The White House is urging colleges and universities to take a more proactive approach to protecting students from sexual assault and recently announced new actions and guidelines in the first report of the White House Task Force to Protect Students from Sexual Assault.
The task force is one of several recent initiatives designed to enforce federal laws requiring institutions to develop and implement sexual violence awareness and prevention programs. Last year, Congress passed The Campus Sexual Violence Elimination Act (SaVE Act) containing new requirements for policies and procedures for handling sexual misconduct on campus. Institutions must implement the SaVE Act for the 2014-2015 academic year.
The White House Task Force to Protect Students from Sexual Assault was created in January 2014 in response to a significant increase in student complaints under Title IX of the Civil Rights Act and more vocal criticism from activists and rape survivors of the way colleges and universities respond to reports of sexual assault.
The initial recommendations in the report were developed after the task force conducted 27“listening sessions” with students, victims, alumni, administrators, law-enforcement officials and campus professionals, among others.

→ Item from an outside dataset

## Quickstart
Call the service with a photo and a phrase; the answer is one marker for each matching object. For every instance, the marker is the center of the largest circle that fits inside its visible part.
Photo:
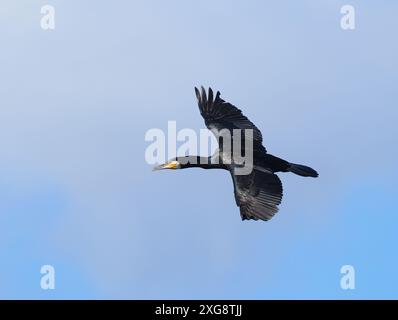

The report makes the following recommendations and offers best practices for keeping students safe:
Campus Climate Survey
The report recommends schools start by identifying the problem through a "campus climate" survey to measure the prevalence of sexual assault on campus, examine students' attitudes and awareness about the issue and provide input on what types of solutions are needed at the school. The report includes a toolkit containing a guide with methods of conducting an effective survey and a set of evidence-based sample questions to help acquire useful answers. The task force called on schools to voluntarily conduct the survey over the next year but will explore a legislative or administrative mandate for such surveys to be completed by 2016.
Preventing Sexual Assault on Campus
The task force points to a report by the Centers for Disease Control and Prevention (CDC) outlining the results of its review of prevention strategies for reducing sexual violence. The CDC's report summarizes some of the best available research on the issue, reviews the effectiveness of various prevention strategies and highlights steps schools can take to prevent sexual assault on campus.
The task force also recommends that schools promote "bystander intervention" to encourage witnesses to step in when misconduct arises. Part of this strategy entails changing social perspectives of rape and enlisting men as allies against sexual assault. To this end, the task force has release a Public Service Announcement featuring President Obama, Vice President Biden and celebrity actors, as well as a basic factsheet identifying key aspects of effective programs and various ways to promote bystander intervention.
Colleges and universities are also advised to review their policies to ensure they provide:
Trained victim advocates for emergency and ongoing support;
Disciplinary processes that abide by the new policy guidance issued by the Department of Education; and
More options for victims to speak confidentially with certain campus officials.
Enhanced Transparency and Coordination of Federal Enforcement Efforts
The task force review found systemic problems with federal enforcement of civil-rights laws stemming from a lack of coordination among federal authorities and a lack of transparency in their actions. Accordingly, the Departments of Education and Justice have formally agreed to work together more closely to enforce Title IX and take a much harder line in holding colleges and universities to higher standards under the law. Finally, the government will also make enforcement data and other information on sexual assault available on NotAlone.gov to provide students with a clear explanation of their rights and resources available to them.
Colleges and universities that participate in the federal student financial aid programs are already legally required to respond to reports of sexual assault under Title IX and must report crime statistics and information about campus crime prevention programs and policies under the Clery Act. The administration's new commitment to enforcing these laws makes it more important than ever for college and universities to review their applicable policies and training programs to ensure all relevant campus parties understand their respective responsibilities.